Some backdoors in a system do not require extensive research, they do not need expensive security research, even complicated source code. “Dear @ Apple Support, we have discovered a HUGE vulnerability in MacOS High Sierra,” writes Turkish programmer Lemi Orhan Ergin on Twitter. Then he executes what could not be simpler: “Anyone can log in as root without a password after having typed in the login multiple times. Are you aware @ Apple? ”
The problem concerns macOS 10.13, better known as High Sierra, in its versions 10.13.1 and apparently beta versions of 10.13.2. The root account is actually only for the administrator, who should have full control of a computer – the error is the access but open to every user. For example, if an employee has admin access to his company’s network, he can install any software he wants. Likewise, it could override the company’s protections or gain access to critical systems. Apple IDs can also be removed. Until the vulnerability has been eliminated, you should not leave your Mac lying around unobserved. We bring the right comparison: If you forget the door in a newly built house, it makes Burglars more than easy.
To do this, a user only has to select a function in the system settings that requires admin access – for example, setting up a new account on the computer. Who then clicks on the lock symbol and enters there as a username “root”, no longer needs a password. Simply patiently click on “Unlock” several times and after a few tries, you are in it.

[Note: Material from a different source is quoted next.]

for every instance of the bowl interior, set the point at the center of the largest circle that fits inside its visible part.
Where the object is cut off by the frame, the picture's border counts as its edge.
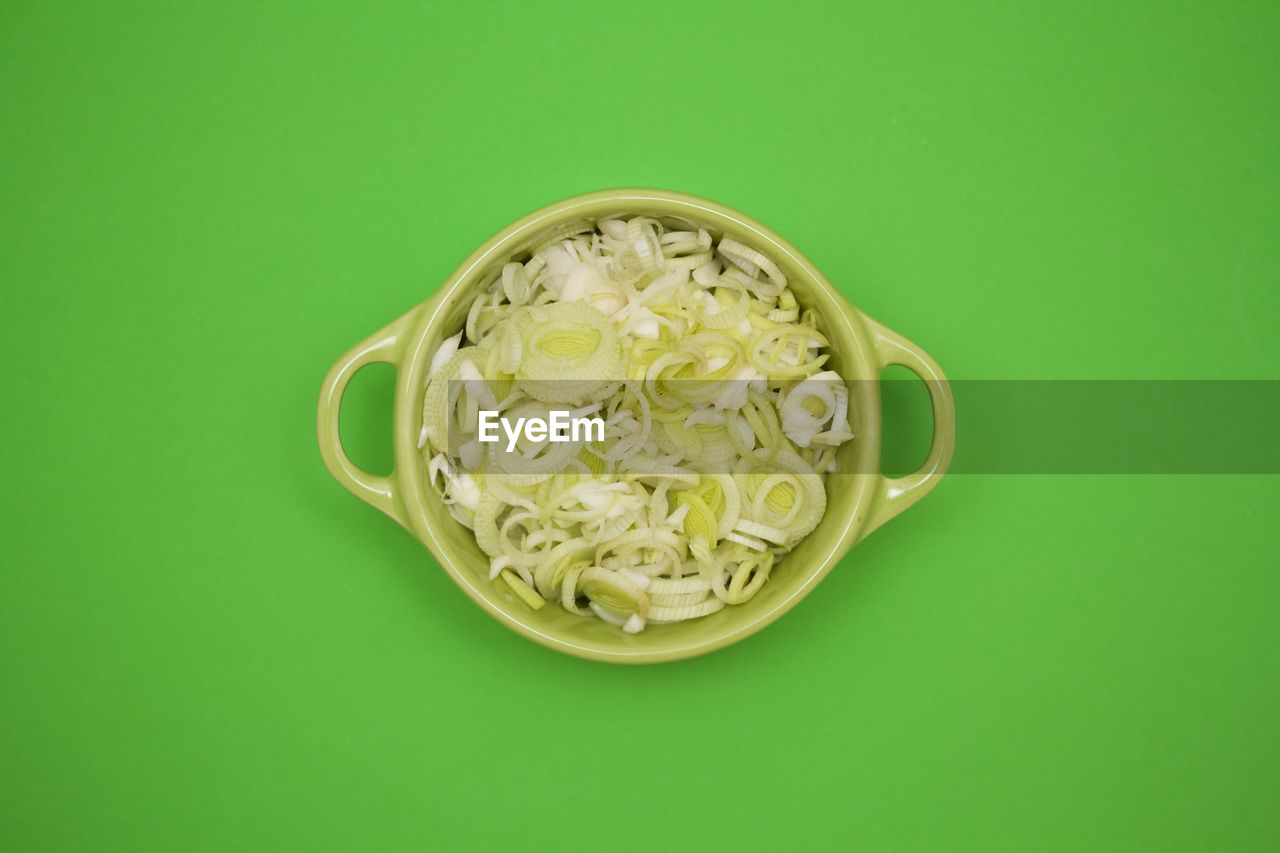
(792, 576)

Heise Online reports that the error also occurs during system login. As long as users can enter their own username instead of selecting it from a list, they will enter the system with “root”.
Apple itself has responded by now and offers a security update. Details and instructions can be found here. An Apple spokesman told us. “We deeply regret this mistake and apologize to all Mac users.”
Root access is not the first security issue with macOS High Sierra. Shortly after its release, a former NSA analyst had posted a video on the Internet showing a vulnerability in the operating system. Patrick Wardle, now senior researcher at the US security service Synack, got according to their own information access to the keychain – and thus spied on usernames and passwords.